The context: Apple is blocking updates to an email app named Hey from Basecamp that requires a paid subscription to the Hey service before it’s activated and useful. And not just blocking updates: Apple is threatening to remove Hey from the App Store.
There are probably thousands of apps that do nothing when you first download them. Likely hundreds of them are in the smart home or Internet of Things categories.
And they’re easy to find.
This week has been contentious for Apple. The company released a report highlighting all the free benefits the iOS ecosystem enables for the world the same week that the EU opened two antitrust investigations against it. This same week we found out that Apple has rejected Facebook’s social gaming app for the fifth time. And, of course, this same week, Basecamp’s innovative new email app Hey has basically been turfed from the iOS App Store for being DOA, or, perhaps, DOD: dead on download.
It’s understandable: Apple doesn’t want to allow free-to-download apps that don’t do anything until you pay for them. User experience matters.
It’s just that you pay for them a different way.
Essentially, Hey and Apple are dealing with the consequences of 18th-century thinking around what products and purchases are, and trying to shoehorn yesterday’s model into today’s digital ecosystems.
Take the Wemo app from Belkin. It helps you connect and control smart switches and outlets throughout your house. I have it on my phone to control some of our smart home features, but guess what: until you add smart switches, it does precisely nothing.
Shockingly perhaps, those switches are not free.
Oh, and by the way, if you get accidentally disconnected from those switches (account issues, WiFi issues, hardware problems) the app is essentially useless.
The Dyson app is basically identical.
Connected to your digital devices from Dyson, it can control them, start them, schedule them, stop them, and return information about your air quality and where your robot vacuum cleaner goes. Disconnected, it’s useless.
Without a Dyson device — and yes, those cost not a little bit of money — the app is scrapware: essentially digital detritus taking up space on your iPhone or iPad.
Other apps like this include:
Right now, Apple has some valid points. Apps should offer functionality when you download them. And if Apple is maintaining the App Store, keeping out the trash and malware, and offering a place for hundreds of millions of people to discover your services and use your products, it deserves some cut of the proceeds.
But all of these companies’ apps, which Apple has no problem hosting on the App Store, return no explicit value back to Apple. No dollars, in other words.
On the other hand, every app that gets added to the App Store, paid or free, subscription or ad-supported, adds value to the iOS ecosystem by adding yet one more thing customers can do with their iPhones and iPads. The more value added to the iOS ecosystem, the more Apple can afford to maintain its profit margins on hardware in the 60% range. This is precisely how Apple can earn more revenue from the mobile ecosystem than all competitors combined globally: 51% of revenue share.
That’s worth something too.
The core problem is that Apple’s rules are inconsistently applied.

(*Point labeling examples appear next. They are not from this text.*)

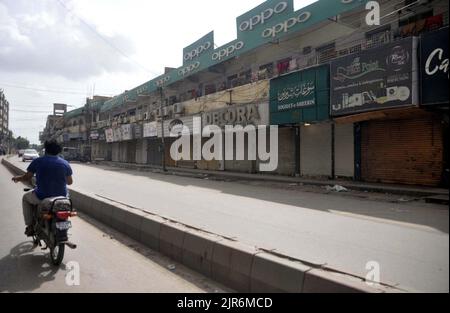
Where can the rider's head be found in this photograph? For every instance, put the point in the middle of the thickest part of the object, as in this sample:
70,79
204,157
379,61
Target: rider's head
52,147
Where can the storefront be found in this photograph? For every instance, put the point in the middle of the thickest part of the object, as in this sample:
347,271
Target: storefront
299,105
377,92
153,144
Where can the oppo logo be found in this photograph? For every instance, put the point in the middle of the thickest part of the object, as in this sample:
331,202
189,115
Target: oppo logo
224,53
188,69
198,51
286,25
162,81
263,17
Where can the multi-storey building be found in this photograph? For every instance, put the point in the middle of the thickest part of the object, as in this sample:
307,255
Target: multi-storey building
350,100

Amazon and Netflix get a pass, and the reason why is probably exactly what you’re thinking: they’re big, powerful companies with lots of money and plenty of influence. Just a month or so ago we learned of the existence of an Apple program to allow in-app purchases that do not use Apple’s purchasing platform and therefore don’t pay a 30% cut to Apple, and that Amazon, Netflix, Canal+, and Altice One are in this program.
What’s so special about these companies? Well, they’re politically powerful, for one. And they have significant off-App-Store businesses. That’s something that Basecamp doesn’t have — at least not to that scale. And certainly something that the brand-new email app Hey doesn’t have.
And that smacks of injustice.
The little guys pay tax while the big boys find loopholes.
Ultimately, Apple is going to have to figure out a more consistent, more above-board, more open, and more equitable model, and that might involve a sliding scale of revenue capture so that the Amazons and Netflixes of the world don’t get a free pass while the Heys of the world get shaken down for what to Apple is just a few pennies.
If Apple doesn’t do it quickly, the EU antitrust lawyers just might force them.